Ia menilai pemerintah sudah cukup lama mengetahui risiko di kawasan tersebut, namun tetap membiarkan aktivitas perdagangan tumbuh tanpa kendali. Hal ini dianggap sebagai bentuk kelalaian yang tidak boleh dibiarkan berlarut-larut.

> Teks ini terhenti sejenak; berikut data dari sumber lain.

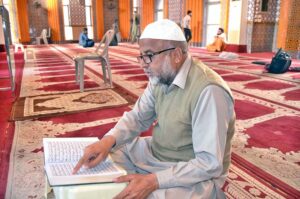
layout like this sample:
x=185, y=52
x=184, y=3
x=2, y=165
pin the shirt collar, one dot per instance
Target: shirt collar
x=182, y=74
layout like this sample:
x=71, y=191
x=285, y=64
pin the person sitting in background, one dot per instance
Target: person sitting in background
x=219, y=43
x=84, y=40
x=117, y=36
x=192, y=110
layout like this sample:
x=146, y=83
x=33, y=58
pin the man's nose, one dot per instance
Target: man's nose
x=144, y=65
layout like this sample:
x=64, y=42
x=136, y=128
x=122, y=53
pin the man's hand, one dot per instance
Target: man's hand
x=95, y=153
x=140, y=186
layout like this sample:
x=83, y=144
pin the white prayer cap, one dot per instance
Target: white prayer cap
x=164, y=29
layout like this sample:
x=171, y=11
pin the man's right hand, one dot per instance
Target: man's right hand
x=95, y=153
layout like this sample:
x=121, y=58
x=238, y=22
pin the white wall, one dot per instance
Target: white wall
x=237, y=24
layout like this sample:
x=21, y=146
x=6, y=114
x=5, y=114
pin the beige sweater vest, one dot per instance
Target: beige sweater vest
x=172, y=135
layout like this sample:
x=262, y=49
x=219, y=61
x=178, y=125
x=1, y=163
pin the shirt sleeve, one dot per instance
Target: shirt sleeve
x=210, y=121
x=139, y=119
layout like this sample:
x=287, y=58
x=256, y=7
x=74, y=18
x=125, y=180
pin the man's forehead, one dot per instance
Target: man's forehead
x=150, y=44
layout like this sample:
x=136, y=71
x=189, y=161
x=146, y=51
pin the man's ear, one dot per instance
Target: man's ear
x=178, y=55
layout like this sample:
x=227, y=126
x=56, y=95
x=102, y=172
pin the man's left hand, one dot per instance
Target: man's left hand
x=140, y=186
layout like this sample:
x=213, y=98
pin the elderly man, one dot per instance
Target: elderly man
x=191, y=109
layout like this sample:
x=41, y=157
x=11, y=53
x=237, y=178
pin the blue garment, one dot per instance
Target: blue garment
x=85, y=41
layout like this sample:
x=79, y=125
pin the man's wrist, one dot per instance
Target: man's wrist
x=109, y=141
x=153, y=179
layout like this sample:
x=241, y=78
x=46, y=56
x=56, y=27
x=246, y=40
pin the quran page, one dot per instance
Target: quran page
x=61, y=156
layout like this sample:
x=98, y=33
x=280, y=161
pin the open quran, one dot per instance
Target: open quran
x=62, y=154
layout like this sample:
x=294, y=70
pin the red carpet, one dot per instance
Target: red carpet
x=6, y=128
x=266, y=144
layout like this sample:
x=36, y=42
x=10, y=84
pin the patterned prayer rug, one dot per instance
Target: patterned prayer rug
x=56, y=104
x=265, y=158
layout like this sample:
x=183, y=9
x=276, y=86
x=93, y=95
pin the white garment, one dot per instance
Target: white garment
x=198, y=178
x=222, y=36
x=186, y=22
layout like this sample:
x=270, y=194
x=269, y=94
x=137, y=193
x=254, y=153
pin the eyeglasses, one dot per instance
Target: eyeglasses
x=148, y=57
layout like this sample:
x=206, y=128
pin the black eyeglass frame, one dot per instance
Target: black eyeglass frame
x=150, y=55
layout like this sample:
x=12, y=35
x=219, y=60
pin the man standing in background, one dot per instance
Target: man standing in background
x=84, y=40
x=186, y=25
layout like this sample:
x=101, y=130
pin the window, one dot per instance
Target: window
x=159, y=10
x=264, y=5
x=67, y=19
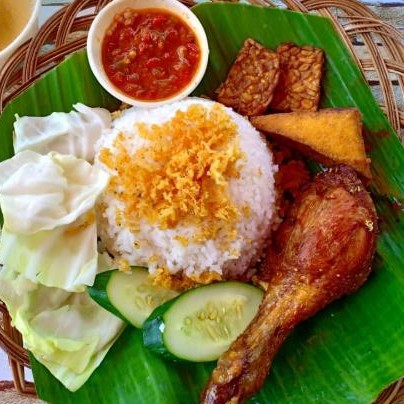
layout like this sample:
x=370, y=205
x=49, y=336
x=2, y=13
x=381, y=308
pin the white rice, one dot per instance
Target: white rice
x=254, y=187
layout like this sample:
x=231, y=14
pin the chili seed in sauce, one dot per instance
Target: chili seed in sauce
x=150, y=54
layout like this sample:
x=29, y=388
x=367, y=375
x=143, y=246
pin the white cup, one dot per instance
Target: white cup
x=30, y=29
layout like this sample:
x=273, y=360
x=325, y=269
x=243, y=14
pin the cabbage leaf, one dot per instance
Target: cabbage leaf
x=72, y=133
x=67, y=332
x=43, y=192
x=65, y=257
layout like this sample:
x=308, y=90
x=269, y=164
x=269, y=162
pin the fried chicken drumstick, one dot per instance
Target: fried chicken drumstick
x=322, y=251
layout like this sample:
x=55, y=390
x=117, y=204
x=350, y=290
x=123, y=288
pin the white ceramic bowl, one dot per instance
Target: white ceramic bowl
x=103, y=21
x=29, y=30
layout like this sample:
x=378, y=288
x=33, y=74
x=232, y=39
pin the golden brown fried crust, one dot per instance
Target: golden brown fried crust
x=301, y=69
x=251, y=81
x=322, y=251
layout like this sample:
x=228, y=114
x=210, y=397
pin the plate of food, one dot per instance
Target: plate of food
x=243, y=243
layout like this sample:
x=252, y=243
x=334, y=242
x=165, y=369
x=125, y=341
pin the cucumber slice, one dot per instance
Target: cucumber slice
x=130, y=296
x=200, y=324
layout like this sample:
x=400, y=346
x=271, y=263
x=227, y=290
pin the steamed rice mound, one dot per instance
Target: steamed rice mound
x=191, y=190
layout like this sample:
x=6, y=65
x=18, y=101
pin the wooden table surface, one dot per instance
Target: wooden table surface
x=389, y=11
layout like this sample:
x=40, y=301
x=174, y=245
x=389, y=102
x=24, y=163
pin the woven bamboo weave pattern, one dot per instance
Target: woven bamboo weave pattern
x=377, y=48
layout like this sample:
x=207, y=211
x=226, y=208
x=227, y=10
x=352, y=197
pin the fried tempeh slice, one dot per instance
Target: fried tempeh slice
x=251, y=81
x=300, y=78
x=322, y=251
x=330, y=136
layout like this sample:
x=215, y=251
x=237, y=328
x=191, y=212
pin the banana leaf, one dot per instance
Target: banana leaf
x=346, y=354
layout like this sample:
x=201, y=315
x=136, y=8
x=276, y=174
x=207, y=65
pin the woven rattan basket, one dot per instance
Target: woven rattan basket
x=377, y=47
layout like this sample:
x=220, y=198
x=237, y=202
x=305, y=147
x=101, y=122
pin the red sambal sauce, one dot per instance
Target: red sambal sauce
x=150, y=54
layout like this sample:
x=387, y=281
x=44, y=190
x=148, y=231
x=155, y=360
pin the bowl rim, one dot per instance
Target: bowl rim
x=105, y=17
x=28, y=26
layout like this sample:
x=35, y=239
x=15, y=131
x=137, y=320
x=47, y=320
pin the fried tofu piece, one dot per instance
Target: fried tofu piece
x=329, y=136
x=251, y=81
x=300, y=78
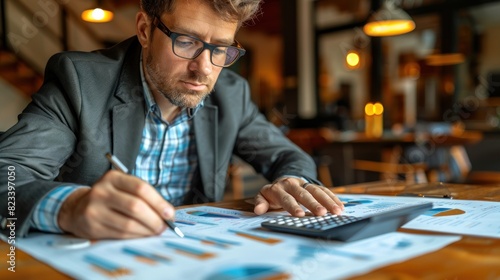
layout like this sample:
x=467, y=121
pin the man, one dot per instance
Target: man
x=163, y=104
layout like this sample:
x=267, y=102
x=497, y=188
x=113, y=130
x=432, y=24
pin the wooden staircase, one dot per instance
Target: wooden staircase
x=18, y=73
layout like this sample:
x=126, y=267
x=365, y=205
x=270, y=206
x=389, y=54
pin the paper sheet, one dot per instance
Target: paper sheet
x=465, y=217
x=227, y=244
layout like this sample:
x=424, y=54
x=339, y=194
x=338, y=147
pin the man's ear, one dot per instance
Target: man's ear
x=143, y=30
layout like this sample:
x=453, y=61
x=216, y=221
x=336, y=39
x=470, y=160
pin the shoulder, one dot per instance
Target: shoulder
x=230, y=83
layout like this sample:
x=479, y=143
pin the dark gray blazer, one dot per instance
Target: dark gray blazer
x=93, y=103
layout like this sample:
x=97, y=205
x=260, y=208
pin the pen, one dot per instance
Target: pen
x=447, y=196
x=121, y=167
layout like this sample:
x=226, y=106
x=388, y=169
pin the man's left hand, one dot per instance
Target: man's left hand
x=290, y=192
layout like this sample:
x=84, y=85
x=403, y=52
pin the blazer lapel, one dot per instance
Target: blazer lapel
x=205, y=128
x=129, y=116
x=128, y=124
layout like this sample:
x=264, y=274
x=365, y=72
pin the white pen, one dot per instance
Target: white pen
x=121, y=167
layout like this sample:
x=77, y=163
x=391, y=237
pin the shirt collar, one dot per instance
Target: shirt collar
x=151, y=105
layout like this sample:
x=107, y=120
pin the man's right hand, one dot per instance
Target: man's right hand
x=117, y=206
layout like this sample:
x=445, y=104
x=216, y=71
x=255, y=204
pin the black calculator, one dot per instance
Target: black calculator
x=347, y=228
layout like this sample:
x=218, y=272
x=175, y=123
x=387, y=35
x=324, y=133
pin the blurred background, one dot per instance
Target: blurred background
x=313, y=68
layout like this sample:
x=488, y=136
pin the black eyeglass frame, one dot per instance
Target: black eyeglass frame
x=173, y=36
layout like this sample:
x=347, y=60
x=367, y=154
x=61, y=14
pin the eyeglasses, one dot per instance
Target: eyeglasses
x=189, y=47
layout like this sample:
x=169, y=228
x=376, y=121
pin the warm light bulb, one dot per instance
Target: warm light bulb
x=378, y=109
x=97, y=15
x=389, y=27
x=352, y=59
x=369, y=109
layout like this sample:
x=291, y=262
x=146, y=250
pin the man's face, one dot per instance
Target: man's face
x=184, y=82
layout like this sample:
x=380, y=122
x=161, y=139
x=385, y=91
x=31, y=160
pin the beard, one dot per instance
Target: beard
x=182, y=98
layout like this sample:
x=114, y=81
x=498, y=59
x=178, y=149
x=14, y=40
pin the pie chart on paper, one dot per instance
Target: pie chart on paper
x=443, y=212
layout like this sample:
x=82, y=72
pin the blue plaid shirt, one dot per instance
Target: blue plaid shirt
x=167, y=159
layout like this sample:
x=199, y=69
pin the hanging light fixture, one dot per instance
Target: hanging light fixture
x=97, y=14
x=389, y=20
x=443, y=59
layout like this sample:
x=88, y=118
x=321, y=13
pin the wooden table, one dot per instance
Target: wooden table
x=469, y=258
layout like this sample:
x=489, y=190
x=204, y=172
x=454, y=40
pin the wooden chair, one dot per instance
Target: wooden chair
x=311, y=140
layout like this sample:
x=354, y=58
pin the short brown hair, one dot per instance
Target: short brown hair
x=229, y=10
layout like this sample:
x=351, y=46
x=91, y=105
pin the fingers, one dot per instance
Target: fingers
x=144, y=191
x=326, y=198
x=289, y=193
x=261, y=204
x=117, y=206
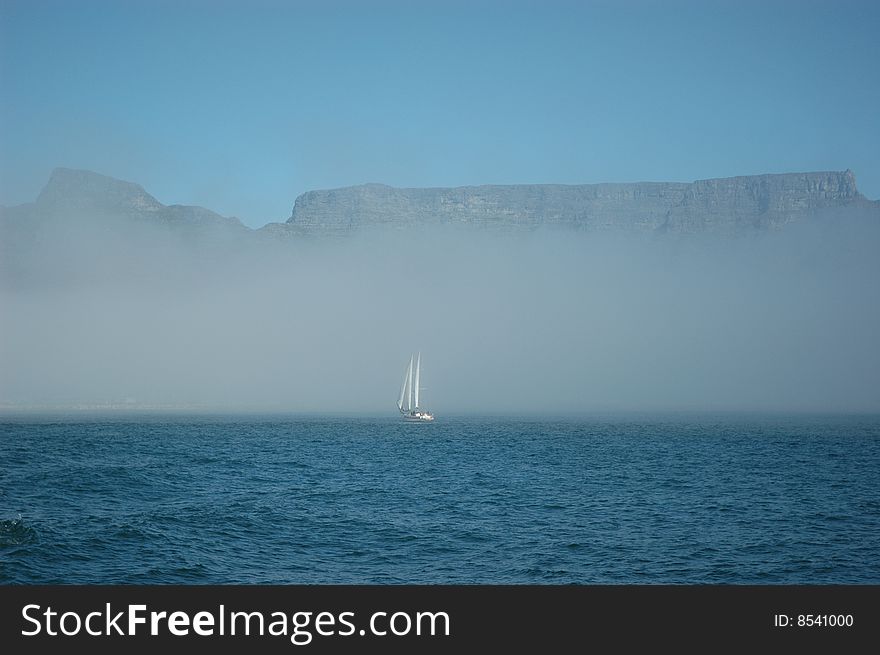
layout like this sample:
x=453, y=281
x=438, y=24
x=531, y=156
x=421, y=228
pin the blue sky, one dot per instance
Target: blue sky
x=241, y=106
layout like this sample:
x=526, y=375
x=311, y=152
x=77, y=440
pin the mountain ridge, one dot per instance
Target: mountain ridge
x=722, y=205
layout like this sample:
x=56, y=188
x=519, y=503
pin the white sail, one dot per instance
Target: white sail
x=409, y=401
x=403, y=387
x=408, y=405
x=416, y=385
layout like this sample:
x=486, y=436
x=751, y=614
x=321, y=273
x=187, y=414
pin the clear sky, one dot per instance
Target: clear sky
x=241, y=106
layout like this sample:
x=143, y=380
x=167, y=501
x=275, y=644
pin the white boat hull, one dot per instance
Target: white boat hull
x=408, y=402
x=418, y=417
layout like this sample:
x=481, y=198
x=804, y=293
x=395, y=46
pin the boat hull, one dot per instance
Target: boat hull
x=422, y=417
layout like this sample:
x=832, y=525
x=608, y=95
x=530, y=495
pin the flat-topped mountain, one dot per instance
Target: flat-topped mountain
x=83, y=195
x=75, y=199
x=726, y=206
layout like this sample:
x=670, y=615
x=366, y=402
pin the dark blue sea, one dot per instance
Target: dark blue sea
x=279, y=499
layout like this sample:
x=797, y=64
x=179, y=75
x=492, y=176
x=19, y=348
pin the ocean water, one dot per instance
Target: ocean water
x=275, y=499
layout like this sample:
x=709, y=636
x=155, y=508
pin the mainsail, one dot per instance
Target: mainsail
x=406, y=390
x=409, y=401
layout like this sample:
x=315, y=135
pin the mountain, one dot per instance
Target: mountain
x=724, y=206
x=76, y=201
x=85, y=196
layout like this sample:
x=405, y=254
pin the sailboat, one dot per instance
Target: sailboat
x=408, y=403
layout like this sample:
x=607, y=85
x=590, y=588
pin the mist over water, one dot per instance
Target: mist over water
x=539, y=322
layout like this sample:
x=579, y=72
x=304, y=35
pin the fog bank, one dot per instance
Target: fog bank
x=544, y=322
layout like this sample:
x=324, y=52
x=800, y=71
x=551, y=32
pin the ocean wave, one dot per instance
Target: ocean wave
x=15, y=532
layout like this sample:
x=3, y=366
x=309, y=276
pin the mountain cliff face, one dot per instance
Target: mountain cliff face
x=74, y=201
x=727, y=206
x=85, y=196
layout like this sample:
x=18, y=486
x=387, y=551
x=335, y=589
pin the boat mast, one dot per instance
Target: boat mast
x=418, y=367
x=403, y=390
x=409, y=404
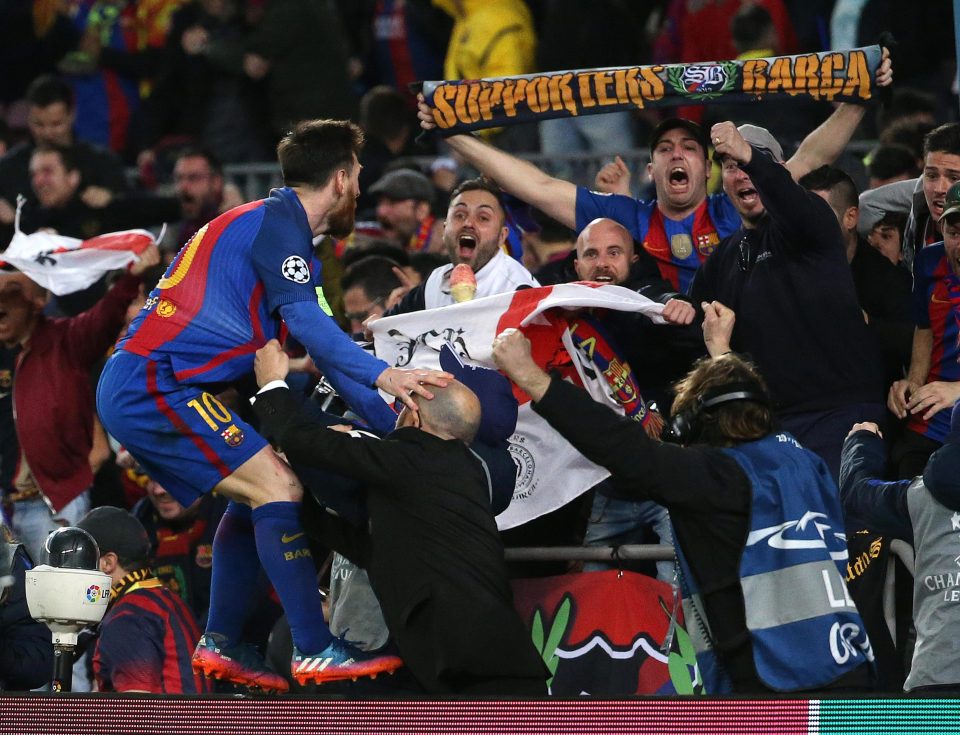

Antoni Pane juga mendesak Pemerintah Kota Serang untuk:
Mengambil langkah penertiban menyeluruh
Menutup seluruh aktivitas perdagangan di jalur pipa gas
Melakukan patroli rutin untuk mencegah kembalinya pedagang
Menyusun penataan wilayah yang berpihak pada keselamatan publik
Keselamatan Warga Jangan Dijadikan Taruhan
Lembaga Investigasi Negara menilai bahwa seluruh rangkaian kebijakan harus dikembalikan pada prinsip utama: melindungi nyawa dan keselamatan masyarakat. Tidak ada alasan apa pun bagi pemerintah untuk bersikap ragu, lunak, atau menunda tindakan pada kawasan yang secara teknis sudah dikategorikan sebagai zona bahaya.
Jika pemerintah terus menunda, bukan hanya pedagang yang terancam, tetapi ribuan warga yang beraktivitas di kawasan sekitar Pasar Rau juga ikut dipertaruhkan.
Pesan keras LIN jelas: Pemerintah harus bergerak, mensterilkan jalur pipa gas, dan menghentikan segala aktivitas di area tersebut. Keselamatan publik bukan bahan eksperimen, apalagi negosiasi. Jangan tunggu tragedi baru sadar menjalankan kewajiban.